Por que o Copom mantém o juros alto?

Tesouro Direto
Imagem: rafastockbr / shutterstock.com

Conforme os dados oficiais do Instituto Brasileiro de Geografia e Estatística (IBGE), o Índice Nacional de Preços ao Consumidor Amplo (IPCA) acumulou alta de 5,32% nos últimos 12 meses encerrados em maio. A meta de inflação do governo é de 3% ao ano, com tolerância de 1,5 ponto percentual para cima ou para baixo.

Leia mais: Quer saber quando a Selic vai baixar? Dólar fraco pode acelerar o processo!

O posicionamento firme do Banco Central

O presidente do BC não escondeu que o aumento da Selic a 15% dificilmente será bem recebido pela população ou pelo mercado.
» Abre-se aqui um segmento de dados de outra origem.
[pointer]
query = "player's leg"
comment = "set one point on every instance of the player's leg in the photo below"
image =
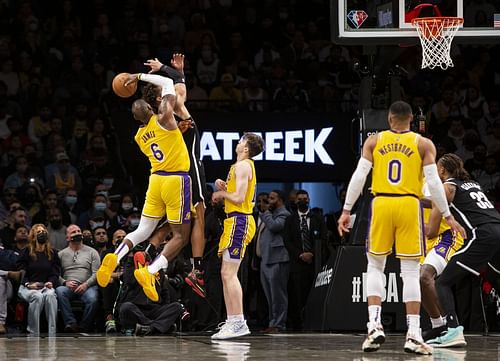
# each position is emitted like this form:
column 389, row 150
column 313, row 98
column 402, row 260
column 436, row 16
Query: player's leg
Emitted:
column 432, row 267
column 238, row 231
column 152, row 212
column 178, row 213
column 379, row 244
column 410, row 247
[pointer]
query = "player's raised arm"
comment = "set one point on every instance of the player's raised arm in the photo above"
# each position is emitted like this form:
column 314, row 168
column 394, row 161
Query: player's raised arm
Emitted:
column 357, row 183
column 428, row 152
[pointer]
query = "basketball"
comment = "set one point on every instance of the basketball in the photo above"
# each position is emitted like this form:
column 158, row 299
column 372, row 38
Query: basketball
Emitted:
column 119, row 86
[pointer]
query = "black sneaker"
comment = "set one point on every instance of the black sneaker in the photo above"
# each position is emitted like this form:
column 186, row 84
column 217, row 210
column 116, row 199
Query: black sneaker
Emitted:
column 142, row 330
column 434, row 332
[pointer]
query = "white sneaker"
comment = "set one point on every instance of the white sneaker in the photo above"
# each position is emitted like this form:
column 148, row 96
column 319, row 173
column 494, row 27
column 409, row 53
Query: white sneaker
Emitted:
column 415, row 344
column 375, row 338
column 231, row 329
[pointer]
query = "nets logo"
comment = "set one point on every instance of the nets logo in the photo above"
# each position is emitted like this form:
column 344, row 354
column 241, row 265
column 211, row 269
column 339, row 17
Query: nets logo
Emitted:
column 298, row 146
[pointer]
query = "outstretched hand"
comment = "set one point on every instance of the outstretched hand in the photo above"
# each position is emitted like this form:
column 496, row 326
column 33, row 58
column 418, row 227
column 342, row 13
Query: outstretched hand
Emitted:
column 455, row 226
column 154, row 64
column 177, row 62
column 131, row 78
column 343, row 223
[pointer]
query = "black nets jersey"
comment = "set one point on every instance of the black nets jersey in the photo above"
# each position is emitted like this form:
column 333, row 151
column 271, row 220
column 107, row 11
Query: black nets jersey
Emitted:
column 471, row 207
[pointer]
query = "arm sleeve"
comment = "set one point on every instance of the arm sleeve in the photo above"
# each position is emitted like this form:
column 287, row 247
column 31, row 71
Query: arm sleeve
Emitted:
column 357, row 183
column 436, row 189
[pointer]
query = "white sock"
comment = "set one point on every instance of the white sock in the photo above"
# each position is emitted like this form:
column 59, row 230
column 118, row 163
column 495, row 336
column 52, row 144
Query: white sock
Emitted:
column 159, row 263
column 235, row 318
column 122, row 251
column 413, row 322
column 438, row 322
column 374, row 315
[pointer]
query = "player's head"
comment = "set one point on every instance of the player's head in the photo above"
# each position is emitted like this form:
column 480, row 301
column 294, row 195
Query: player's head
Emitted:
column 152, row 95
column 251, row 143
column 142, row 111
column 452, row 166
column 400, row 113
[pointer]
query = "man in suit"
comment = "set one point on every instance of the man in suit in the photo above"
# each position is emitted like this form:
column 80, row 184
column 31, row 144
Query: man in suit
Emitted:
column 305, row 238
column 274, row 264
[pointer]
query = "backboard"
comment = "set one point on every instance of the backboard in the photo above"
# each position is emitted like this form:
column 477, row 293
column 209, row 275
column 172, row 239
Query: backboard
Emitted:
column 374, row 22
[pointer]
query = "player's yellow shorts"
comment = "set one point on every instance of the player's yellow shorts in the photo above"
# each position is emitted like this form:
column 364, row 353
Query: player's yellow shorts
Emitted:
column 169, row 194
column 239, row 229
column 396, row 221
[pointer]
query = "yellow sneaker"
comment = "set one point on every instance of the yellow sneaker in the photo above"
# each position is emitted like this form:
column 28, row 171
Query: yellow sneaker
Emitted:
column 107, row 267
column 147, row 282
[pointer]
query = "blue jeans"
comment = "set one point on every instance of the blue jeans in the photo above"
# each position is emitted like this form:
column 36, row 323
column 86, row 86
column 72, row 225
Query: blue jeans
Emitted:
column 90, row 300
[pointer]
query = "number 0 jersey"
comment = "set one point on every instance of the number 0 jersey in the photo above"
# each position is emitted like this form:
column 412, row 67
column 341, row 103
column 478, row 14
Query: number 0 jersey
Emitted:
column 165, row 149
column 397, row 165
column 470, row 206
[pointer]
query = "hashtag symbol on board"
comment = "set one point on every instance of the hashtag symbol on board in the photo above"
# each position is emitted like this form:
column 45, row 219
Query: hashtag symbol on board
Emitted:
column 356, row 288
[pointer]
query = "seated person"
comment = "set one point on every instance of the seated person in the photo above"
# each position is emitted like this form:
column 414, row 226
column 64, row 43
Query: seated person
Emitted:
column 140, row 313
column 79, row 264
column 42, row 266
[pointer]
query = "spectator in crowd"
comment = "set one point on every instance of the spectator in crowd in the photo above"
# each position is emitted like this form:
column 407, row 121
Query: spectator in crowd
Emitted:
column 305, row 236
column 226, row 97
column 274, row 264
column 64, row 175
column 42, row 267
column 79, row 263
column 138, row 312
column 56, row 229
column 8, row 274
column 110, row 293
column 8, row 234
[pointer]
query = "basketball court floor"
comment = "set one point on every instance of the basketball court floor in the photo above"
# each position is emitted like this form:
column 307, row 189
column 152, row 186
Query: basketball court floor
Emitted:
column 254, row 347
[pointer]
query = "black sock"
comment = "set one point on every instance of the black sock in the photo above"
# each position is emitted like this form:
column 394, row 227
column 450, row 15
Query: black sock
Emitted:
column 452, row 320
column 197, row 263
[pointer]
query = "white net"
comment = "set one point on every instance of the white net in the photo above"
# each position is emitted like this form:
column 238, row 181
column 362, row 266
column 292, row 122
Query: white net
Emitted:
column 436, row 35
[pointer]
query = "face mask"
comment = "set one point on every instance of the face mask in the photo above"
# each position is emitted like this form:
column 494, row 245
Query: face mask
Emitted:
column 71, row 200
column 94, row 225
column 88, row 240
column 22, row 241
column 108, row 182
column 77, row 238
column 100, row 206
column 303, row 206
column 42, row 237
column 56, row 223
column 127, row 206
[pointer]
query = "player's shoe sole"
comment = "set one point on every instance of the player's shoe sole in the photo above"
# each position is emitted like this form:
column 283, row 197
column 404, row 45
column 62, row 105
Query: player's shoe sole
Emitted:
column 147, row 282
column 107, row 267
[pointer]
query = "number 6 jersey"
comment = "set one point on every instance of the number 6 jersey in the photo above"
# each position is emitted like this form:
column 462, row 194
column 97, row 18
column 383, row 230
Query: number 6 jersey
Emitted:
column 165, row 149
column 397, row 165
column 471, row 207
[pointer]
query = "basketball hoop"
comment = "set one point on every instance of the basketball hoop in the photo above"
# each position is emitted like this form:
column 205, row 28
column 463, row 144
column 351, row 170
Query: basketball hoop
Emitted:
column 436, row 35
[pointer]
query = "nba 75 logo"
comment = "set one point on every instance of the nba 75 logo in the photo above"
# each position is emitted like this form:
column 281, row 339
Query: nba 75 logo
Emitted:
column 390, row 288
column 357, row 17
Institucionalidade e independência do Banco Central

Galípolo destacou a importância da estabilidade institucional do Banco Central para a condução da política monetária. Ele frisou que a instituição não pode ser submetida a pressões políticas ou subjetivas na definição da política econômica.

Política monetária no Brasil e no mundo

Comparação internacional

O presidente do BC ressaltou que a prática de ajustar a taxa básica de juros conforme a variação da inflação é um padrão adotado mundialmente. Quando a inflação sobe, a taxa sobe para conter o consumo e reduzir a pressão sobre os preços; quando cai, a taxa diminui para estimular a economia.
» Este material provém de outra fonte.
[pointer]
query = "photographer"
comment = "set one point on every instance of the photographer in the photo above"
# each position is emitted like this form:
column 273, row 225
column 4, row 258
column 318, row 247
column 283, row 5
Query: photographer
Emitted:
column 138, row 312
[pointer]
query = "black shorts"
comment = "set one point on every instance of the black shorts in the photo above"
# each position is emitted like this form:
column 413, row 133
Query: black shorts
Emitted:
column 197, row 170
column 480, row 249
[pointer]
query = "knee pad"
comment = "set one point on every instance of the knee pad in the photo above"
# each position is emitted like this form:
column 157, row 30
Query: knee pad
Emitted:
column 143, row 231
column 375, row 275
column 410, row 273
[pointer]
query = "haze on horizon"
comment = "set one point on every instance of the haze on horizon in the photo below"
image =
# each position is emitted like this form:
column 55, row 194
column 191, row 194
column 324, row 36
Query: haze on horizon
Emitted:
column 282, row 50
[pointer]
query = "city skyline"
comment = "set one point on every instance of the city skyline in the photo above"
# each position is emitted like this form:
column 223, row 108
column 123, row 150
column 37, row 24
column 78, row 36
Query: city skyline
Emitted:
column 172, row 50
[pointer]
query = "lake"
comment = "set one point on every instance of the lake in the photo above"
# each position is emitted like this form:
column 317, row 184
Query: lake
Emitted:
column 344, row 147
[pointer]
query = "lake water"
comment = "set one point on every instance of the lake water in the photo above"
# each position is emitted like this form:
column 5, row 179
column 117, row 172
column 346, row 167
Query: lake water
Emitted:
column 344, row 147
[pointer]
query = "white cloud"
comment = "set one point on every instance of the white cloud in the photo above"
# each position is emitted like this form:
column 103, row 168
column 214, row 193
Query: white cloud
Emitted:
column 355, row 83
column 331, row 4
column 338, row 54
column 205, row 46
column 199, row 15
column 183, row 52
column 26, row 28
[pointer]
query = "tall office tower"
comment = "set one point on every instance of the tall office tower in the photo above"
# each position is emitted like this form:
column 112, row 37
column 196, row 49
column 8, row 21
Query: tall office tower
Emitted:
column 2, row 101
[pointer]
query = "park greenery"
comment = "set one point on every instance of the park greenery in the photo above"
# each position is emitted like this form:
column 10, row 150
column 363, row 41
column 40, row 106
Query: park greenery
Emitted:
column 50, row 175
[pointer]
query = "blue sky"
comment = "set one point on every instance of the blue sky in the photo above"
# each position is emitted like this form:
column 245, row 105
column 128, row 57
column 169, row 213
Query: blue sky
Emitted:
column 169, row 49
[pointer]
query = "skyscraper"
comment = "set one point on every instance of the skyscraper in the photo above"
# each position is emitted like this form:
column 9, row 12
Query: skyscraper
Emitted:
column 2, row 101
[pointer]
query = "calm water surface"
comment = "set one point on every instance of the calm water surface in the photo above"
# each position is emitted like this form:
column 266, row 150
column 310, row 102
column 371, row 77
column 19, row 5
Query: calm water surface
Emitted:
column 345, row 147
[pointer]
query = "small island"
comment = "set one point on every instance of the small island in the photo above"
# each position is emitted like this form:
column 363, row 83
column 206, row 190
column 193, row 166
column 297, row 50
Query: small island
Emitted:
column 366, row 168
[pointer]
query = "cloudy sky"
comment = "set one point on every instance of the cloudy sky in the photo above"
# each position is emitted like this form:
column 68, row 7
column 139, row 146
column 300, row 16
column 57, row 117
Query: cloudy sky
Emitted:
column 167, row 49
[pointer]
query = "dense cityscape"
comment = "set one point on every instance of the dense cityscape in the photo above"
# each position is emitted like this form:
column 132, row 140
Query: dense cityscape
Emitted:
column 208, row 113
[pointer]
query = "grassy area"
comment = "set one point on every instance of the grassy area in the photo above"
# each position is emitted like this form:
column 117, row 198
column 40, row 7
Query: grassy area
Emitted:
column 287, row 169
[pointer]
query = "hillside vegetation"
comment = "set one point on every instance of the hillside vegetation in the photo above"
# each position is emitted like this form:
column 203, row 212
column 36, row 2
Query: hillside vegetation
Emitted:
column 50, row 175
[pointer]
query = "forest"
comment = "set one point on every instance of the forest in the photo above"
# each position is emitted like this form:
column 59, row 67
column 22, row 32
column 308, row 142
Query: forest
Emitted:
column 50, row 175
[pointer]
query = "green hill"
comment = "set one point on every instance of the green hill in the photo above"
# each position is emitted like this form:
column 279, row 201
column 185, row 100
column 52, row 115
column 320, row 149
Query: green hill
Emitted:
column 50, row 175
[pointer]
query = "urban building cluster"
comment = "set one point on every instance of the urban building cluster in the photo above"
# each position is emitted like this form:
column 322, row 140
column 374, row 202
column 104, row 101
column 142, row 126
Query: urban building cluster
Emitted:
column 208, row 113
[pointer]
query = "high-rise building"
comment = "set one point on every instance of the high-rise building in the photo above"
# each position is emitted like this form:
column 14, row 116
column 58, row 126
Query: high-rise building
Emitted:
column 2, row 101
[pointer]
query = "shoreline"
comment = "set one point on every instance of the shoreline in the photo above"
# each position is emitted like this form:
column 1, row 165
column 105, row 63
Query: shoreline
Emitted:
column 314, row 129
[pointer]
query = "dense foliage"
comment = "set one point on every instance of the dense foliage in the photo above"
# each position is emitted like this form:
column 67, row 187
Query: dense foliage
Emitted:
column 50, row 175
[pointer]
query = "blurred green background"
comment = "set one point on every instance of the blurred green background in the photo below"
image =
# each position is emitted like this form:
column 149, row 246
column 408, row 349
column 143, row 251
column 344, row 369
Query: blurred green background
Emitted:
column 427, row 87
O arcabouço legal que guia o BC

Galípolo reforçou que a instituição segue um arcabouço legal e institucional claro, que define a meta de inflação como um decreto oficial, e não uma recomendação passível de interpretação subjetiva.

Repercussão política e econômica

Indicação e expectativas

Gabriel Galípolo, indicado por Lula, contrariou expectativas ao manter postura firme nos juros, priorizando a estabilidade, ao contrário de seu antecessor.

Críticas e desafios

A decisão de manter a Selic em patamar elevado provoca críticas, especialmente de setores que defendem estímulo econômico via juros mais baixos para fomentar investimentos e consumo. Porém, a visão do Copom e do presidente do BC é que o controle da inflação é prioridade para garantir um ambiente econômico sustentável a longo prazo.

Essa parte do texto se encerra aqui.